I wish I had found this case[*] before the hearing:
http://www.austlii.edu.au/cgi-bin/viewdoc/au/cases/nsw/NSWCA/2016/334.html
"(2) The word “necessary” in s 99(3) carries its ordinary meaning of
“needed to be done” or “required” in the sense of “requisite” or
something “that cannot be dispensed with” and does not import any
qualification to this ordinary meaning."
It may not have changed the outcome, but at least then the Tribunal
would have had to address the fact that "necessary" can have a meaning
other than "reasonably appropriate and adapted." I have to wonder why
the Tribunal did not find that case for itself, and whether Service
NSW's lawyers knew about the case.
Mind you, I might still have lost based on the argument that I had
consented to Service NSW's terms and conditions which included consent
to their privacy policy.
Interestingly, they seem to have stopped requiring consent to the
privacy policy, since that is no longer present in their terms and
conditions. Perhaps they have quietly conceded my point that they're
meant to abide by the rules established by the legislation, and not make
up their own.
There is a current review of the Commonwealth Privacy Act, which also
uses the word "necessary" in an almost identical context.

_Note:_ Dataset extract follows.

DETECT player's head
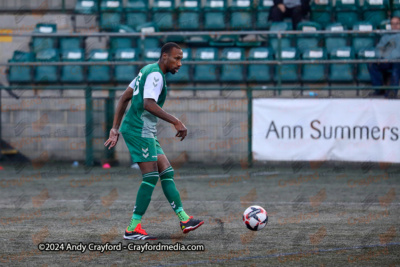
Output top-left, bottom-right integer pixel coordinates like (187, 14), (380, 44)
(390, 17), (400, 30)
(159, 42), (183, 74)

https://www.ag.gov.au/integrity/consultations/review-privacy-act-1988
I'll be making a submission about the need to define the word
"necessary" to make it clearer what level of protection the legislation
provides. That legislation also binds Service NSW.
Sylvia.
[*] BTW, Mr Robinson had two separate cases regarding false arrest on
different occasions. He's won one, and lost one.